Siguieron bebiendo alrededor de Pepe Bonilla y su penoso espectáculo unipersonal. Carla, en el asiento reservado para ella, nunca había estado más alejada de Pepe que aquella noche. Su pensamiento se había quedado con Luciano, quien, leal a su mejor amigo, intervenía cada que podía para resaltar los méritos de este. De un momento a otro, Luciano desapareció para ir al baño. Carla no esperó dos minutos y se levantó con dirección a la cocina. La cantidad de licor que venían tomando hizo que nadie asociara la ausencia de ambos. Al salir del baño, Luciano fue sorprendido por Carla, que tropezó justo para terminar cara a cara, a no más de tres centímetros de él. Ambos intentaron disculparse, pero el movimiento de sus labios, casi tocándose, hizo que no pudieran resistir el impulso animal de besarse. Ese beso prohibido, a espaldas de todos, definitivamente había sido el mejor beso de sus vidas. Les fue imposible despegar sus labios durante un largo rato hasta que ambos se detuvieron para reflexionar sobre el daño que esto podría causarle al bueno de Pepe. Segundos después, volvieron a besarse, sintiendo que habían estado separados demasiado tiempo.
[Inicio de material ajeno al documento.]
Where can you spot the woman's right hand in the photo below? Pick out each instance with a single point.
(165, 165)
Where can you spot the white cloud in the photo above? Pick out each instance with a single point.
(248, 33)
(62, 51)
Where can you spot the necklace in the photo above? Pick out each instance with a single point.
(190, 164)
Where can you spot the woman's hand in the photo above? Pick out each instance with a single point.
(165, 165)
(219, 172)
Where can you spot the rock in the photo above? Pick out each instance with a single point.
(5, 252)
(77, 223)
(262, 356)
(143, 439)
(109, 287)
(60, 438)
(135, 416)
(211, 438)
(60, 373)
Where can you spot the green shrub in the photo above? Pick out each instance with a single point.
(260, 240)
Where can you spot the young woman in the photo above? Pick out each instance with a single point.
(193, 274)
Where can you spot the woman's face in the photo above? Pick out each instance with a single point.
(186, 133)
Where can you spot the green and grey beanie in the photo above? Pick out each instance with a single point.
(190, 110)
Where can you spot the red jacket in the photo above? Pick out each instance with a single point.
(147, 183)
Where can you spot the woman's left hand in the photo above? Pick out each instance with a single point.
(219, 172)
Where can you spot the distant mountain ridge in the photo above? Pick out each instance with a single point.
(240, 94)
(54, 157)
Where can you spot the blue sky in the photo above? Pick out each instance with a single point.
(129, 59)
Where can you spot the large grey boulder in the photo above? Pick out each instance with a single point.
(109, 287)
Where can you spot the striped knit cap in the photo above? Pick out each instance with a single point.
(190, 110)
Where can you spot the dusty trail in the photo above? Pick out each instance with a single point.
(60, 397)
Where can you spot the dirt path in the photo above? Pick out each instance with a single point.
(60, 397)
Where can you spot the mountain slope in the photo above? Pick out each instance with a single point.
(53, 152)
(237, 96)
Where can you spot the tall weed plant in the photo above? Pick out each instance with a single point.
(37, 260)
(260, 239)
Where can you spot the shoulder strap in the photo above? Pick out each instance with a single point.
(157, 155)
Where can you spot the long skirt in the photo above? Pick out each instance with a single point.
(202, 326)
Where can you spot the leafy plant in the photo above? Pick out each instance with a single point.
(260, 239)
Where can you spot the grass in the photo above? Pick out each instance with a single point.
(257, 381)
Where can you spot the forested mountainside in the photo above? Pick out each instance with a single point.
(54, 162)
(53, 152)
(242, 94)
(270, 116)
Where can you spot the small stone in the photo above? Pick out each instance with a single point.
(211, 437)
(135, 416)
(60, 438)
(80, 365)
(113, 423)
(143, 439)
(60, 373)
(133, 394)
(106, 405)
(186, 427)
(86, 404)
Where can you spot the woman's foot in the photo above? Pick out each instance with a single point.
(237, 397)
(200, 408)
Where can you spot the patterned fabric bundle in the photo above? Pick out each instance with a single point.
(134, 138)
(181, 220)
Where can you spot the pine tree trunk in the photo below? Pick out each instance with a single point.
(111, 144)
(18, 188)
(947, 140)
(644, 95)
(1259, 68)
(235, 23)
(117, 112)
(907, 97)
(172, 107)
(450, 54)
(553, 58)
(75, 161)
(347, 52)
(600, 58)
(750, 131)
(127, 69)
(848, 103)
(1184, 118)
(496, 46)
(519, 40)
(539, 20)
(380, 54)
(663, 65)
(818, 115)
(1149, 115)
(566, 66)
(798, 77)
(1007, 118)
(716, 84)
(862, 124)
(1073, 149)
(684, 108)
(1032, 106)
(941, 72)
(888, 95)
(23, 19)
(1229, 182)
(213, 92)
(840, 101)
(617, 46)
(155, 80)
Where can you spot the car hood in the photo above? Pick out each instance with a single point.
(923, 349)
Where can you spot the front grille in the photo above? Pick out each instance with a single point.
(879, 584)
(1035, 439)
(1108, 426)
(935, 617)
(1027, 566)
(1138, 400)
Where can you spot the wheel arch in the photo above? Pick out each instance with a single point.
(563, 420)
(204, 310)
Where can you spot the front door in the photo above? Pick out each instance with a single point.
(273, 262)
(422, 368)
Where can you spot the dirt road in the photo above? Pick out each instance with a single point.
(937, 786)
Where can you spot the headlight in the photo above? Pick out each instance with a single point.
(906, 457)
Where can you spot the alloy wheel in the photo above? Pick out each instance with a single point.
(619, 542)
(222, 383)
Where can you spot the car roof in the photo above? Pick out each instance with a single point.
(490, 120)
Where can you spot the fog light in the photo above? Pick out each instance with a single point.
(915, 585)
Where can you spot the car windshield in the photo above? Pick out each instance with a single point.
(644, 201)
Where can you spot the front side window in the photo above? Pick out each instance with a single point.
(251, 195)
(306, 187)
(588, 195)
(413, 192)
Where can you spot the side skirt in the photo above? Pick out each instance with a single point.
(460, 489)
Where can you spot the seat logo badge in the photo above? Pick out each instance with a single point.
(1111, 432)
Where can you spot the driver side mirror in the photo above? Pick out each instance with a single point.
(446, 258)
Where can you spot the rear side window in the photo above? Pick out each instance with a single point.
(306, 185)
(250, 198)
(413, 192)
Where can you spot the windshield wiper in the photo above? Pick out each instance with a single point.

De regreso, asumieron sus papeles previos: ella la musa del anfitrión y él, el amigo fiel. Jugaron al engaño todo lo que pudieron, yendo y viniendo, en busca de toda clase de cosas, con la única intención de seguir besándose. Nadie se habría dado cuenta de lo que estaba ocurriendo entre ellos si no fuera porque el inmenso deseo que sentían los volvió cada vez más descuidados y terminaron besándose en frente del buen Pepe Bonilla, quien ese día no solo perdió al amor de su vida, sino también a su mejor amigo.